Chris Smalling: nie możemy spuszczać głów

Sebastian Słabosz
Zmień rozmiar tekstu:

Chris Smalling po meczu z Valencią oprócz wywiadu dla klubowej stacji MUTV, odbył także rozmowę z dziennikarzem BT Sport, w którym stwierdził m.in. że pomimo passy słabych rezultatów Manchesteru United w ostatnich dwóch tygodniach, zarówno on, jak i jego koledzy z drużyny, nie mogą spuszczać głów i muszą wrócić do dobrej gry tak szybko, jak to tylko możliwe.

Trudno było momentami was oglądać.

– Myślę, że zaczęliśmy „rosnąć” w drugiej połowie. Uważam, że jesteśmy zawiedzeni, iż nie strzeliliśmy bramki, ponieważ zasłużyliśmy na to w drugiej połowie.

Czy właśnie tego teraz szukacie? Bramki na przełamanie, nieważne czy będzie to szczęśliwy gol, piłka odbije się od kogoś i wpadnie do siatki?

– Zgadza się. Chcemy zdobyć bramkę niezależnie od jej rodzaju. Byliśmy tego bliżej. Atakowaliśmy ich oboma naszymi skrzydłowymi. Po prostu nie udało nam się zdobyć tego gola i z tego powodu jesteśmy zawiedzeni.

Menedżer mówił o tym, że starsi stażem piłkarze w drużynie powinni wziąć na siebie większą odpowiedzialność. Zgadzasz się z tym?

– Tak. Musimy iść dalej z podniesioną głową. Przechodzimy obecnie przez trudną drogę, ale tylko my, piłkarze, jesteśmy w stanie odwrócić obecną sytuację. Dlatego też nie możemy spuszczać głów i musimy wrócić do dobrej gry tak szybko, jak to tylko możliwe.

Czy szatnia United jest zjednoczona?

– Tak. Ciężko wspólnie pracujemy na treningach. Bardzo dużo rozmawiamy między sobą. Trzymamy się obecnie razem, aby być pewnym, że odwrócimy ostatnią złą passę.

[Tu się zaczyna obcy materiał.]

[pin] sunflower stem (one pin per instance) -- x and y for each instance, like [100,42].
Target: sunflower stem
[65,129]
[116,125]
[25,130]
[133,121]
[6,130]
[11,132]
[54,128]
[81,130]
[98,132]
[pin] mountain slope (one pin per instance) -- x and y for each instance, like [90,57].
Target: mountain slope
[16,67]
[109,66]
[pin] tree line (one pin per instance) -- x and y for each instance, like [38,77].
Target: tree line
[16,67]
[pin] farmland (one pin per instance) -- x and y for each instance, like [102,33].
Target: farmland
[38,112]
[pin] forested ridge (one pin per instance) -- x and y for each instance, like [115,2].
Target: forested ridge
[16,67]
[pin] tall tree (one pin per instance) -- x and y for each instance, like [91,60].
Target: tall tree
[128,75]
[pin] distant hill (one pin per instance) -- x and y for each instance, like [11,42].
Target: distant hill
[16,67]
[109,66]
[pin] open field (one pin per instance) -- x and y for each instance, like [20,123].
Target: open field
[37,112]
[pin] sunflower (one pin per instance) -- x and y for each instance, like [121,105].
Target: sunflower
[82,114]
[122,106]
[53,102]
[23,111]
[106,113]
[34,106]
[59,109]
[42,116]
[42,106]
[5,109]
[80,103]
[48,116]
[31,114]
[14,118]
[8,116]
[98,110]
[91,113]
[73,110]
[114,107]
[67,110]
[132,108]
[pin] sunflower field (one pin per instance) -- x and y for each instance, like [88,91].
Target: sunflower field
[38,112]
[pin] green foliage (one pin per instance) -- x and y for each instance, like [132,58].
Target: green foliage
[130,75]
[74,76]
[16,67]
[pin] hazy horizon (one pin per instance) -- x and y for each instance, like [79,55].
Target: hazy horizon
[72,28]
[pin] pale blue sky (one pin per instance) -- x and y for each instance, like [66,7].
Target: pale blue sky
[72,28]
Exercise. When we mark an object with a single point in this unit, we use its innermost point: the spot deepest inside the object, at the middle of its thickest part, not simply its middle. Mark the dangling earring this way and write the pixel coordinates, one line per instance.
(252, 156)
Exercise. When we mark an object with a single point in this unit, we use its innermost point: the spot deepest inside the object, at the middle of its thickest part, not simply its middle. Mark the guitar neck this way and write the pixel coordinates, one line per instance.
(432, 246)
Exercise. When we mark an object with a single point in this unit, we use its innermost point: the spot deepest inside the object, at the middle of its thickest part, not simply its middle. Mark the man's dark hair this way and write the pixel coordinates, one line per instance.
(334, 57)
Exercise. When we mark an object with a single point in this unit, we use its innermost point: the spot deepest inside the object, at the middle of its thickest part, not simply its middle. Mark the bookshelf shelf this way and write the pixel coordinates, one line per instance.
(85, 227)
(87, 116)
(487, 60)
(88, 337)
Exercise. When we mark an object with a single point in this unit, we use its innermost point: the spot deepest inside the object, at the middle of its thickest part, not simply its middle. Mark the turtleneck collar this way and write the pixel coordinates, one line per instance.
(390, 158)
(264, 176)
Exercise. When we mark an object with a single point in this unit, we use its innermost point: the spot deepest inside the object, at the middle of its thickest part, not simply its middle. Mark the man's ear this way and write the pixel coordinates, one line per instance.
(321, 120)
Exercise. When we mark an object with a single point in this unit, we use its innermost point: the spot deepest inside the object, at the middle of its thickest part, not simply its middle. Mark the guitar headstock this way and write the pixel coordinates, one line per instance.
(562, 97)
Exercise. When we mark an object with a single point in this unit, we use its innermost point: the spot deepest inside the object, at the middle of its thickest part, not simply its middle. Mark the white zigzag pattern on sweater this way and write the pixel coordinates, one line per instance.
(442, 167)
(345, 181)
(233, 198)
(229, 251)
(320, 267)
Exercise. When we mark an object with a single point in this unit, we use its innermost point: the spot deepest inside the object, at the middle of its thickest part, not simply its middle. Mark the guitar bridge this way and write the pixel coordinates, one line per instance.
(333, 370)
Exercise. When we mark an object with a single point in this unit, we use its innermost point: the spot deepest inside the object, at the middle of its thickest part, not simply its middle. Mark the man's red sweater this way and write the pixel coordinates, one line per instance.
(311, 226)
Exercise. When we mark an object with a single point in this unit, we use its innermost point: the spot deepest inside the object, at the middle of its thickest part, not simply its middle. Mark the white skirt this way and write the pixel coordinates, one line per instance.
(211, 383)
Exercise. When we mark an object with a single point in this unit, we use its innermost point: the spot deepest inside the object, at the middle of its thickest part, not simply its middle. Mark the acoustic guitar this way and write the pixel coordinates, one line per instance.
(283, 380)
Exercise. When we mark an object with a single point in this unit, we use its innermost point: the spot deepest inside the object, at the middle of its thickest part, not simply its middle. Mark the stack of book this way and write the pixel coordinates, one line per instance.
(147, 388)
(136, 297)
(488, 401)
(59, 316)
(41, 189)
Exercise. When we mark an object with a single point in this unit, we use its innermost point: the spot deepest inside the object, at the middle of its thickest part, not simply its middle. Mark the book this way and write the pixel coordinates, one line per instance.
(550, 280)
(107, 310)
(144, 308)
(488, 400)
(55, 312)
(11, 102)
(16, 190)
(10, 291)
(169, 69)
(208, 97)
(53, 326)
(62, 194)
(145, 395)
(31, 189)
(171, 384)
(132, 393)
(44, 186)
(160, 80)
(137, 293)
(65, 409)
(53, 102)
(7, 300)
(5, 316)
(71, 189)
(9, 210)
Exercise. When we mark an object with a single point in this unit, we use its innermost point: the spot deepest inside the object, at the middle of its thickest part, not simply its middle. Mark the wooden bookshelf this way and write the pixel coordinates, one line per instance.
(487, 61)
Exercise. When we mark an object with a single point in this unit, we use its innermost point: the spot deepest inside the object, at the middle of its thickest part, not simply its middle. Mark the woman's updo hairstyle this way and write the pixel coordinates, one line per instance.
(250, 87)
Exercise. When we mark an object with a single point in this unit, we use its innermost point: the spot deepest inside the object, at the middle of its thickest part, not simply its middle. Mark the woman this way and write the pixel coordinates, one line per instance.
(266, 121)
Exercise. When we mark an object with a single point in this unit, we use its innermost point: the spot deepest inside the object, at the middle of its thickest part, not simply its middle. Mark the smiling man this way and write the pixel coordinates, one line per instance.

Czy chodzi o tempo gry? Co nie działa, co nie gra w waszej drużynie na ten moment?

– Nie, myślę że jak już zaczniemy wykorzystywać niektóre z okazji jakie sobie stwarzamy – nawet tak, jak wspomniałeś, poprzez jakiś rykoszet – to nasze zaufanie we własne umiejętności wzrośnie, ponieważ w ostatnim czasie jest to trochę frustrujące. Staramy się jak tylko możemy.

Czy faktycznie chodzi właśnie o brak odpowiedniej pewności siebie, którą musicie podnieść w drużynie?

– Tak uważam. Jesteśmy utalentowanymi zawodnikami, więc wszystko rozchodzi się teraz o pewność siebie. Musimy być silni mentalnie.

Musicie przerwać tę złą passę osiąganych wyników. Teraz presja jeszcze bardziej rośnie przed weekendowym spotkaniem z Newcastle.

– Zgadza się. Musimy wygrywać nasze domowe spotkania. Wiedzieliśmy jak ważnym dla nas było zdobycie łącznie 6 punktów w fazie grupowej Ligi Mistrzów po tym meczu. Teraz jednak czeka nas wielki mecz w sobotę, więc nasze myśli są już skierowane w stronę spotkania z Newcastle.